The UK has unveiled legislation to speed up the deportation of foreign criminals who have claimed protection under the country’s modern slavery laws.
Under the changes, which come into force on Monday, the government will be able to withhold protections from anyone sentenced to 12 months or more, or convicted of serious offences such as murder or terrorism, as part of a wider crackdown on illegal migrants.
It means Home Office caseworkers can now demand evidence of modern slavery, rather than taking a victim's word.
Evidence could include testimonies from a charity worker or a police officer who has helped to rescue the victim.
The Home Office cited a case in which a convicted rapist appealed against a decision by the Home Office to deport him from Britain by claiming he was a victim of criminal gangs engaged in human trafficking.
He was bailed pending the appeal, committed another rape and remains in the UK, the Home Office said.
“It is totally unfair that genuine victims of modern slavery may be left waiting longer to receive the protections they need due to the flagrant abuse of the system,” Home Secretary Suella Braverman said.
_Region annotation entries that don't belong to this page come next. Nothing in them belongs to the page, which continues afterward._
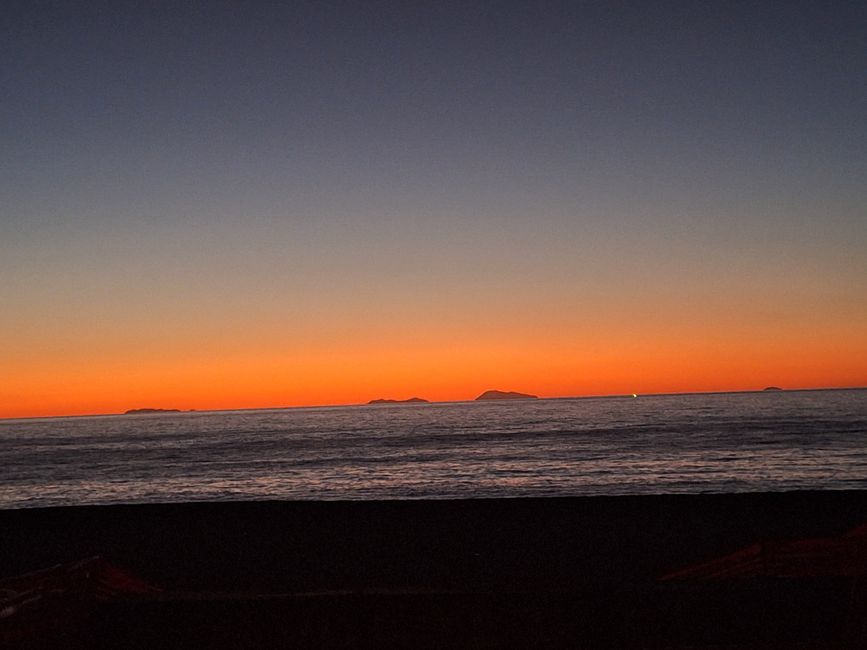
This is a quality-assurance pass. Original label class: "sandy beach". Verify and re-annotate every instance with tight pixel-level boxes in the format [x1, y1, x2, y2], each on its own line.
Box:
[0, 491, 867, 648]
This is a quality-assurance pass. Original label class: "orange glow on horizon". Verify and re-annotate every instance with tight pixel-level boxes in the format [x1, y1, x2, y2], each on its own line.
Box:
[0, 322, 867, 418]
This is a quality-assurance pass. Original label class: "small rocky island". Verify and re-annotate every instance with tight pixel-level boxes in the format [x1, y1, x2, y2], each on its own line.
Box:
[476, 390, 539, 402]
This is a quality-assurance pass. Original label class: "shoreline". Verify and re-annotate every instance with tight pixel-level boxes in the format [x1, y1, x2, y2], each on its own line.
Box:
[0, 490, 867, 650]
[0, 490, 867, 591]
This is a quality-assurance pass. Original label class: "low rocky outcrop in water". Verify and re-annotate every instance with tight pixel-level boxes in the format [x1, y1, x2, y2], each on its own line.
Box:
[476, 390, 539, 401]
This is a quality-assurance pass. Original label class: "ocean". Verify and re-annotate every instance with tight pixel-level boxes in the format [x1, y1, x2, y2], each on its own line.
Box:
[0, 389, 867, 508]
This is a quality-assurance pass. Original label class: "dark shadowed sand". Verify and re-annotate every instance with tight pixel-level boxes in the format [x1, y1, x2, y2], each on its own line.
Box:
[0, 491, 867, 648]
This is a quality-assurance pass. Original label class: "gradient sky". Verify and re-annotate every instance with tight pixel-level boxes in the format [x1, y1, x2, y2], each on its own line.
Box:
[0, 1, 867, 417]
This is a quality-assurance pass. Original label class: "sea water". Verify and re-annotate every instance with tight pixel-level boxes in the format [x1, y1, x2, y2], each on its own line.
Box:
[0, 389, 867, 508]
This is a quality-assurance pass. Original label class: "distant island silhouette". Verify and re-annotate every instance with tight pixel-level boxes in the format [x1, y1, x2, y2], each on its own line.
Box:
[476, 390, 539, 402]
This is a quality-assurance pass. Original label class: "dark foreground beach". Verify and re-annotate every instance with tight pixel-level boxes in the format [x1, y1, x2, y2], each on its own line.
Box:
[0, 491, 867, 648]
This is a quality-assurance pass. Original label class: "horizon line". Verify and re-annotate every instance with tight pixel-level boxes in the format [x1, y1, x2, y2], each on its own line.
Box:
[0, 386, 867, 422]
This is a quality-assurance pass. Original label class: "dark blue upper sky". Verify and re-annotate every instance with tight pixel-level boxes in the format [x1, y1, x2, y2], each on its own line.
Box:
[0, 1, 867, 410]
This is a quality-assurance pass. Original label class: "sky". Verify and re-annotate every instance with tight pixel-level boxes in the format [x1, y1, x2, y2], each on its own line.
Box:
[0, 0, 867, 417]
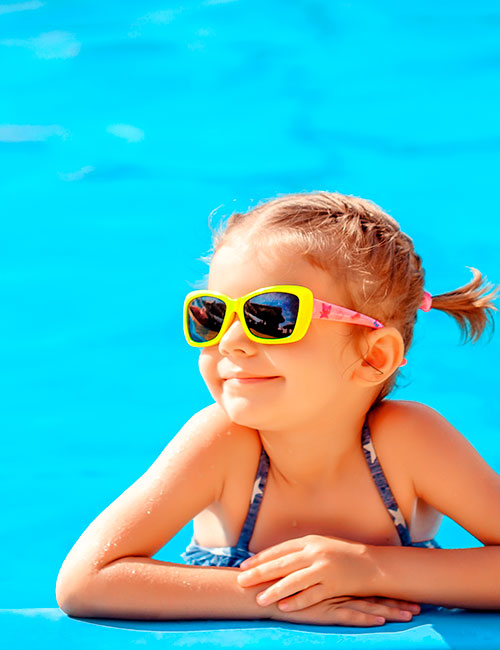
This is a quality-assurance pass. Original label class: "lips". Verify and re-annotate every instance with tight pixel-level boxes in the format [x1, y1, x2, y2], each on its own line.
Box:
[222, 374, 278, 386]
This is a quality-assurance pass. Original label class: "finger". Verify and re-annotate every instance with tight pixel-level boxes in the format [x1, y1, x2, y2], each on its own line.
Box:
[257, 567, 317, 606]
[345, 600, 412, 622]
[237, 553, 307, 587]
[364, 596, 420, 614]
[278, 584, 324, 612]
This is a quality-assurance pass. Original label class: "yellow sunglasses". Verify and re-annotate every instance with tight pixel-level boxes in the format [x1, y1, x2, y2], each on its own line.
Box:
[184, 284, 384, 348]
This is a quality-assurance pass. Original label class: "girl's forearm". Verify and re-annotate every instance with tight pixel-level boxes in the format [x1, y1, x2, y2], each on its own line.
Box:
[369, 546, 500, 609]
[58, 557, 279, 620]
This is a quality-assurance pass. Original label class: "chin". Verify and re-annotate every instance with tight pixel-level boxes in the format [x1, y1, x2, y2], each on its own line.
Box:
[217, 398, 270, 429]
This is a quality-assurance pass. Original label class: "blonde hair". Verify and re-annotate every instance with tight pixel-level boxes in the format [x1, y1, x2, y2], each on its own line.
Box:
[210, 192, 500, 405]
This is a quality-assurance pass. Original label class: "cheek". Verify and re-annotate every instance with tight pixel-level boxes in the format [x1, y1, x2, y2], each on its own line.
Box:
[198, 348, 221, 400]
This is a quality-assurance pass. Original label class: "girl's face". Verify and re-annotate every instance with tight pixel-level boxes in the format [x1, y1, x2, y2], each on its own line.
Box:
[199, 241, 359, 430]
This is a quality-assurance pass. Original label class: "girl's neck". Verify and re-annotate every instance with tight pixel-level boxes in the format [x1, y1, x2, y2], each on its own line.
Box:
[259, 402, 366, 489]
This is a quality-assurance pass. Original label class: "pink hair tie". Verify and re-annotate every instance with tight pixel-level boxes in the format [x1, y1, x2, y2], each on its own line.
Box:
[420, 291, 432, 311]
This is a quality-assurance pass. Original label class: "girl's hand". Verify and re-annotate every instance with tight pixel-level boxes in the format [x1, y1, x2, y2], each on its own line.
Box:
[271, 597, 420, 627]
[238, 535, 377, 612]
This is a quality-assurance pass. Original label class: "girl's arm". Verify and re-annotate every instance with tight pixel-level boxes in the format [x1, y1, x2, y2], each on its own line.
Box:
[239, 402, 500, 611]
[56, 405, 271, 619]
[56, 405, 414, 626]
[370, 402, 500, 609]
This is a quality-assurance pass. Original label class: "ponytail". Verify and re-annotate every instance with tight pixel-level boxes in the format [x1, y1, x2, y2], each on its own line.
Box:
[426, 267, 500, 343]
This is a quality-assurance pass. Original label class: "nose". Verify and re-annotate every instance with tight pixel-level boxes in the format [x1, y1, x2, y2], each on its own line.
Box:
[219, 314, 256, 356]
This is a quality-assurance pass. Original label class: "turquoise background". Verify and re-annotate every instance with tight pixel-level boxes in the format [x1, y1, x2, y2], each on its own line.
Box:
[0, 0, 500, 608]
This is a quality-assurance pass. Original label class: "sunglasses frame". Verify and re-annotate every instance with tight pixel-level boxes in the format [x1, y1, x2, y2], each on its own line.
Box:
[183, 284, 384, 348]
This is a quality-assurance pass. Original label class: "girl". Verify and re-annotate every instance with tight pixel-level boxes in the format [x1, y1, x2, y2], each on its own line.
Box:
[56, 192, 500, 626]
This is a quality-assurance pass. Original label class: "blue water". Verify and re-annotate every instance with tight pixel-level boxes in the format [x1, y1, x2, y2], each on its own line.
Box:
[0, 0, 500, 608]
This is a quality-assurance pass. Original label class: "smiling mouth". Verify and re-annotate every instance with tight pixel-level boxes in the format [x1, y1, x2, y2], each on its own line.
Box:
[224, 375, 279, 386]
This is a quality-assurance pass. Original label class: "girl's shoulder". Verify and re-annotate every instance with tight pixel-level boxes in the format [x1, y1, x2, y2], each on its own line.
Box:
[368, 400, 458, 457]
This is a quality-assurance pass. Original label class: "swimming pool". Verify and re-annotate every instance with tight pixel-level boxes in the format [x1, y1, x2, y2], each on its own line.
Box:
[0, 0, 500, 608]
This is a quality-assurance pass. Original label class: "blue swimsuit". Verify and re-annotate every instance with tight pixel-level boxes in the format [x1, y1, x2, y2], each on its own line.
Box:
[182, 418, 441, 567]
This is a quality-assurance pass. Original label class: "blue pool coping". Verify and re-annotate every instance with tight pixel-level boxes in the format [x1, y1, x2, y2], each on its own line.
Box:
[5, 608, 500, 650]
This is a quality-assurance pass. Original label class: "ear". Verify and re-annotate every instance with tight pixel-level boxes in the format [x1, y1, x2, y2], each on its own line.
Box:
[353, 327, 405, 386]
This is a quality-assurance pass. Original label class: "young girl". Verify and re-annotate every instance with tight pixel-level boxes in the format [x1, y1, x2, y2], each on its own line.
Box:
[56, 192, 500, 626]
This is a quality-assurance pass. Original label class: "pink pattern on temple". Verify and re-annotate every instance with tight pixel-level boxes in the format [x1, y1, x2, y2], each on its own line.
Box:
[313, 298, 383, 328]
[319, 302, 333, 318]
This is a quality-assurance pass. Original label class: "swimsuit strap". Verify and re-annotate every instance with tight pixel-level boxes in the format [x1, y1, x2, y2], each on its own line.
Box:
[237, 447, 269, 550]
[361, 415, 412, 546]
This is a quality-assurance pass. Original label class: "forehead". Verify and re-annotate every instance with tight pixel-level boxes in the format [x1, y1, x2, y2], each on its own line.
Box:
[208, 241, 343, 302]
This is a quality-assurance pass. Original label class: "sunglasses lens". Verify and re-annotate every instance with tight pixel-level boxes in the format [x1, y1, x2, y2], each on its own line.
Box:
[243, 291, 299, 339]
[187, 296, 226, 343]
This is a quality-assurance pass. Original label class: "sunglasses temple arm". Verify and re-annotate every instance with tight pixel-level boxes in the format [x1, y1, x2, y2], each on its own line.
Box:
[312, 298, 384, 329]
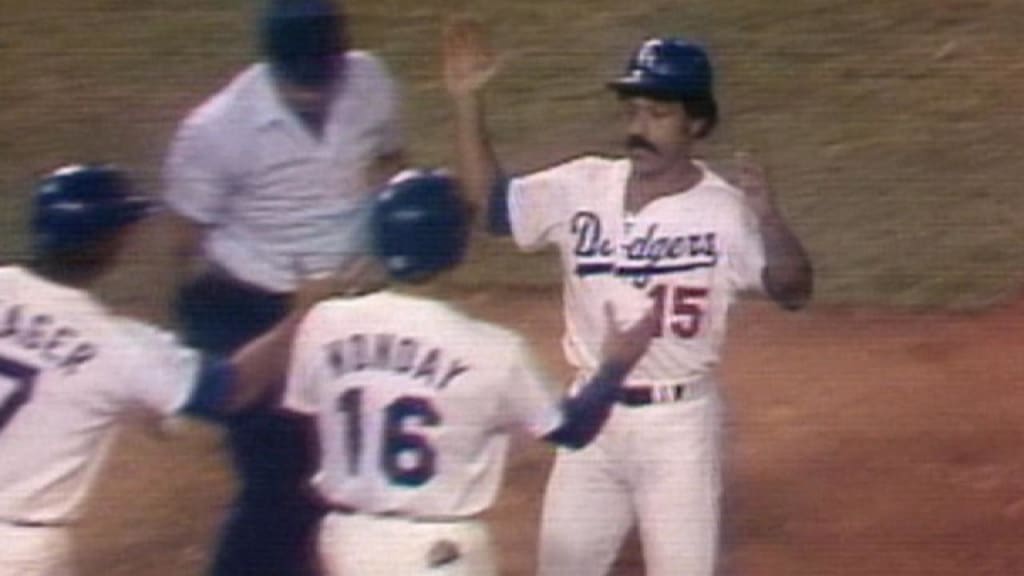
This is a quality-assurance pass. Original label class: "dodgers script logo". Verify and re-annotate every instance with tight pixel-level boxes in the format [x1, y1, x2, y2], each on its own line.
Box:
[569, 211, 718, 288]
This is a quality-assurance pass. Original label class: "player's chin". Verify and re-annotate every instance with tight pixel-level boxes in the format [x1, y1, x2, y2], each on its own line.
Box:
[627, 148, 665, 174]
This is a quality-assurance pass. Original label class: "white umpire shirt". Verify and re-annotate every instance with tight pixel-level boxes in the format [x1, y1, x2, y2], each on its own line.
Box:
[164, 51, 401, 292]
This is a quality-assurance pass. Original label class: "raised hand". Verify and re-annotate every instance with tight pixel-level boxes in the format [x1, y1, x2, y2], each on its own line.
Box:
[731, 152, 775, 217]
[441, 16, 499, 98]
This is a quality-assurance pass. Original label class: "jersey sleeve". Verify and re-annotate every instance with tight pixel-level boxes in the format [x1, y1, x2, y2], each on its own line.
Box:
[282, 307, 325, 415]
[113, 319, 202, 416]
[493, 338, 562, 438]
[508, 159, 585, 250]
[727, 202, 765, 292]
[163, 117, 230, 224]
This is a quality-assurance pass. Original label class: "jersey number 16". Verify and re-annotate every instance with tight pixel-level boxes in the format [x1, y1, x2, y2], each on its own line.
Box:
[337, 388, 441, 487]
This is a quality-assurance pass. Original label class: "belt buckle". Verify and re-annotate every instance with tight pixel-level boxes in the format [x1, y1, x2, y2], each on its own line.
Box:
[650, 384, 686, 404]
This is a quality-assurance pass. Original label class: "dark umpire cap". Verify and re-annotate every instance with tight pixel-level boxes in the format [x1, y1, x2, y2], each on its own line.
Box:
[262, 0, 344, 87]
[608, 38, 713, 99]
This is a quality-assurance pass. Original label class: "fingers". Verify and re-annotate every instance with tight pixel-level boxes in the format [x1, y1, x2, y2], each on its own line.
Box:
[441, 15, 499, 96]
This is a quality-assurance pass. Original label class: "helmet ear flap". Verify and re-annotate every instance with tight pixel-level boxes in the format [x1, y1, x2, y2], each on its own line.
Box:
[608, 38, 714, 100]
[372, 170, 470, 283]
[31, 165, 153, 257]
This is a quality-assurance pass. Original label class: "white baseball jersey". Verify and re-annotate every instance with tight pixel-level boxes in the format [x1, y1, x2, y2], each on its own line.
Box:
[165, 51, 400, 292]
[285, 292, 561, 519]
[509, 157, 764, 382]
[0, 266, 199, 524]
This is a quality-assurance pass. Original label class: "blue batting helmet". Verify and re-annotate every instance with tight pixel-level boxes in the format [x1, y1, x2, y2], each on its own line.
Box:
[373, 170, 470, 282]
[31, 164, 153, 256]
[608, 38, 713, 99]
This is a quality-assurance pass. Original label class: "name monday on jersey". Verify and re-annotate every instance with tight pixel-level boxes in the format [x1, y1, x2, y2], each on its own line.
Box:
[326, 333, 470, 389]
[569, 211, 718, 283]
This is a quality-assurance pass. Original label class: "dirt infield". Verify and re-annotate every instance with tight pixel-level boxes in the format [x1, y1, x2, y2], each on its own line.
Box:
[79, 292, 1024, 576]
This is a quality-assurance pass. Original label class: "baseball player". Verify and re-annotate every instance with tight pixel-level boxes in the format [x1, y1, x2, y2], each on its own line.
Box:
[165, 0, 403, 576]
[0, 161, 356, 576]
[444, 20, 812, 576]
[276, 172, 653, 576]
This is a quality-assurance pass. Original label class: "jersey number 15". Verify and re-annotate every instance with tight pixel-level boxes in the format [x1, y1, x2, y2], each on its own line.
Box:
[647, 284, 708, 338]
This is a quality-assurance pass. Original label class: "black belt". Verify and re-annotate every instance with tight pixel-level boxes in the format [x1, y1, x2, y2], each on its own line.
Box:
[327, 502, 462, 524]
[0, 520, 68, 528]
[617, 384, 686, 406]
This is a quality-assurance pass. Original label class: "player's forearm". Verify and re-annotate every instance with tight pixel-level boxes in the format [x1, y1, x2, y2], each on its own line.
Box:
[544, 363, 629, 449]
[223, 306, 307, 413]
[760, 210, 814, 310]
[454, 93, 502, 219]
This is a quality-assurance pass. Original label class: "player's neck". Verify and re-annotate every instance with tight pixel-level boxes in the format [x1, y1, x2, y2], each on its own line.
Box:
[626, 159, 703, 212]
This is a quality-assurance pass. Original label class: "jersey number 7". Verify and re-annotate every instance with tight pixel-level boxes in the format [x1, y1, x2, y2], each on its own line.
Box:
[647, 284, 708, 338]
[0, 357, 39, 431]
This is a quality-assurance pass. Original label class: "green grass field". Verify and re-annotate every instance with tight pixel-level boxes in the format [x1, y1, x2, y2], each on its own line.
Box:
[0, 0, 1024, 308]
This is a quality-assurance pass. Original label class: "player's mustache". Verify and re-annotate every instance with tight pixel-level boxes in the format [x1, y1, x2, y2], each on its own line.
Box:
[626, 134, 657, 154]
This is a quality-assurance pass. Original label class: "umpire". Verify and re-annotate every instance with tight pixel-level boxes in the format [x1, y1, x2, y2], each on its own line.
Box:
[164, 0, 403, 576]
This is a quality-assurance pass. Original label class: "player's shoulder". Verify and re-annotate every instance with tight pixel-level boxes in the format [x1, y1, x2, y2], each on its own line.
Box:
[342, 50, 392, 90]
[183, 63, 270, 129]
[692, 161, 746, 209]
[0, 265, 105, 315]
[523, 154, 629, 182]
[344, 50, 390, 74]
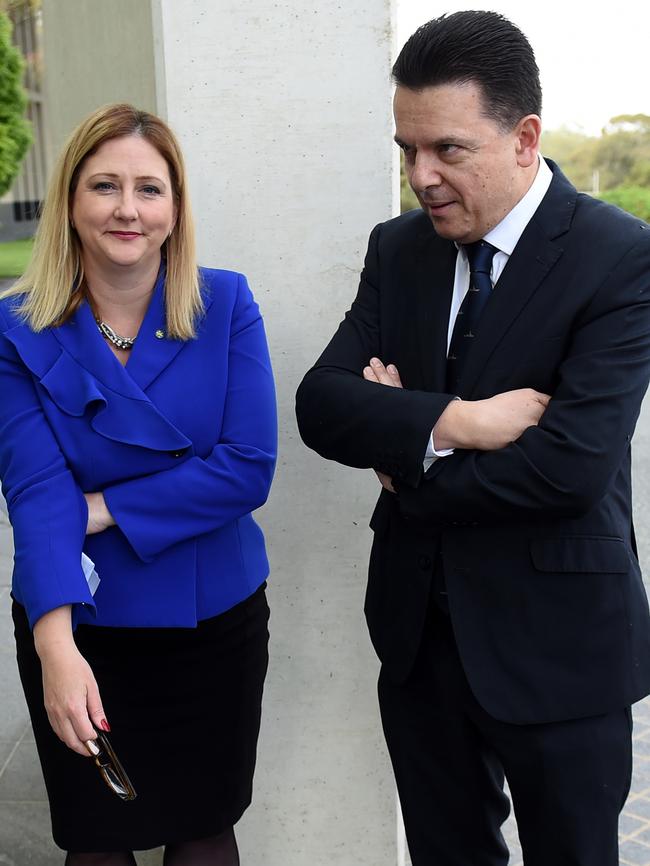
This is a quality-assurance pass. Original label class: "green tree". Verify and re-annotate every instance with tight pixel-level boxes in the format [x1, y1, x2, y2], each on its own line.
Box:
[542, 127, 598, 192]
[599, 186, 650, 223]
[0, 12, 32, 195]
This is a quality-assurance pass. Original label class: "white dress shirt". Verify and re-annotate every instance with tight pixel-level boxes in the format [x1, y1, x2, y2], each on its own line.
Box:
[424, 155, 553, 472]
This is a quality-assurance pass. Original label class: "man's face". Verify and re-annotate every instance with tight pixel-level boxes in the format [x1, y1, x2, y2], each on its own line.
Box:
[393, 82, 539, 243]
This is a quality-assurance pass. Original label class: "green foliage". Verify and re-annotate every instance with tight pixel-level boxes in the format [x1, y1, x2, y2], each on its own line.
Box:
[599, 186, 650, 223]
[399, 154, 420, 213]
[542, 127, 598, 190]
[0, 12, 32, 195]
[0, 238, 33, 279]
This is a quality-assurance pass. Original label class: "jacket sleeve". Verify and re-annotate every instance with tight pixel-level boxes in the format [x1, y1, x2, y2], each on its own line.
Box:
[296, 225, 453, 486]
[398, 232, 650, 524]
[0, 312, 94, 626]
[104, 276, 277, 561]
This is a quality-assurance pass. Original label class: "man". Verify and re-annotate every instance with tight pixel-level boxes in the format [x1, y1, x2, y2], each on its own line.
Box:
[297, 12, 650, 866]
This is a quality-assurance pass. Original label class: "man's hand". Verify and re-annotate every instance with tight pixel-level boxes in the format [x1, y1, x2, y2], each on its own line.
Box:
[363, 358, 404, 388]
[433, 388, 551, 451]
[84, 493, 115, 535]
[363, 358, 404, 493]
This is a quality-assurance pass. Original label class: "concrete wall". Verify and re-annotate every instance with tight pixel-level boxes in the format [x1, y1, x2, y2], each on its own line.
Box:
[42, 0, 157, 159]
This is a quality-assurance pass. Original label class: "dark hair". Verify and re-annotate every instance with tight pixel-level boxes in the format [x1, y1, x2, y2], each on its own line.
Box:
[393, 11, 542, 129]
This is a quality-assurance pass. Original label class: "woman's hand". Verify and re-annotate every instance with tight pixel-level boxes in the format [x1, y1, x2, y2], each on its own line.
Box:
[34, 605, 110, 757]
[84, 493, 115, 535]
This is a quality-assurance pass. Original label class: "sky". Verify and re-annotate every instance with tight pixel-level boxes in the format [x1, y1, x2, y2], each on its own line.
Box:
[397, 0, 650, 135]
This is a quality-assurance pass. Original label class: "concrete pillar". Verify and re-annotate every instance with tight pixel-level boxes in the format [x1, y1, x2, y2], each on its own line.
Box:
[154, 0, 396, 866]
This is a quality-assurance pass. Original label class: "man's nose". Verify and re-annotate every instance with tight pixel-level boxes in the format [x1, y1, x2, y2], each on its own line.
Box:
[409, 153, 442, 193]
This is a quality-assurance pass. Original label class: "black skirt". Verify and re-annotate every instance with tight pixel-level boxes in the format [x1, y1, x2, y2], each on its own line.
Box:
[13, 586, 268, 852]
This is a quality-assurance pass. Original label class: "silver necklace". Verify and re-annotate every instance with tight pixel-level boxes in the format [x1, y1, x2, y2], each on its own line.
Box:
[95, 319, 135, 352]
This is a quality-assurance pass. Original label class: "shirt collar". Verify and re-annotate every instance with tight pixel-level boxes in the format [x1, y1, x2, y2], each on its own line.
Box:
[484, 155, 553, 256]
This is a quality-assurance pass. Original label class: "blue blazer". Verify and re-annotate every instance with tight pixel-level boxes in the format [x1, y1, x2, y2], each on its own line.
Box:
[0, 269, 277, 627]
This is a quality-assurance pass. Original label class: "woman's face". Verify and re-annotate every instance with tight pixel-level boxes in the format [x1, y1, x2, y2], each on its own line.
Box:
[71, 135, 176, 272]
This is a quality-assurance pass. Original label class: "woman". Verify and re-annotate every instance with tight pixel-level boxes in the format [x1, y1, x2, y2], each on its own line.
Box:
[0, 105, 276, 866]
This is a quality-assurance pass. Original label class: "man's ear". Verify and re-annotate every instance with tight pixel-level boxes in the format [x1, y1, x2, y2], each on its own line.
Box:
[515, 114, 542, 168]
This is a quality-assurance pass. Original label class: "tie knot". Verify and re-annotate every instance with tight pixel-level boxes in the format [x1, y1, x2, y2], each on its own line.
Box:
[464, 240, 498, 276]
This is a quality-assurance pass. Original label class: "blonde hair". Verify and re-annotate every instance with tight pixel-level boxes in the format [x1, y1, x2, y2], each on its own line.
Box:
[0, 104, 203, 340]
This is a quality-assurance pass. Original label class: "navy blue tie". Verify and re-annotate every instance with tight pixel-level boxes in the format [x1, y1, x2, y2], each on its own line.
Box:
[447, 241, 498, 394]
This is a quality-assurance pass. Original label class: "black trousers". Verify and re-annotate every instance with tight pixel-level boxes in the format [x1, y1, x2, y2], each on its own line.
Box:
[379, 605, 632, 866]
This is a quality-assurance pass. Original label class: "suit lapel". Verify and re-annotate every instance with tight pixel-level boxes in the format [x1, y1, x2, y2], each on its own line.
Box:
[414, 220, 457, 393]
[459, 161, 577, 397]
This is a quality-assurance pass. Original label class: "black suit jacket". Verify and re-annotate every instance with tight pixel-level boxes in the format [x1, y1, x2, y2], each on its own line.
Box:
[297, 164, 650, 724]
“The changes coming into force will mean if you've committed an offence, we have the power to refuse your protections and kick you out of our country.”
But they have been criticised by rights groups for undermining protections for genuine victims.
Another initiative by Ms Braverman — to fly cross-Channel migrants to Rwanda for permanent resettlement — was already blocked in the courts.
Britain's National Crime Agency reported in November that Albanian crime groups in particular were manipulating the National Referral Mechanism (NRM), which is being reformed under new laws.
Established in 2009 to protect human trafficking victims, the NRM is used to identify and refer them to UK government agencies to ensure they receive appropriate support.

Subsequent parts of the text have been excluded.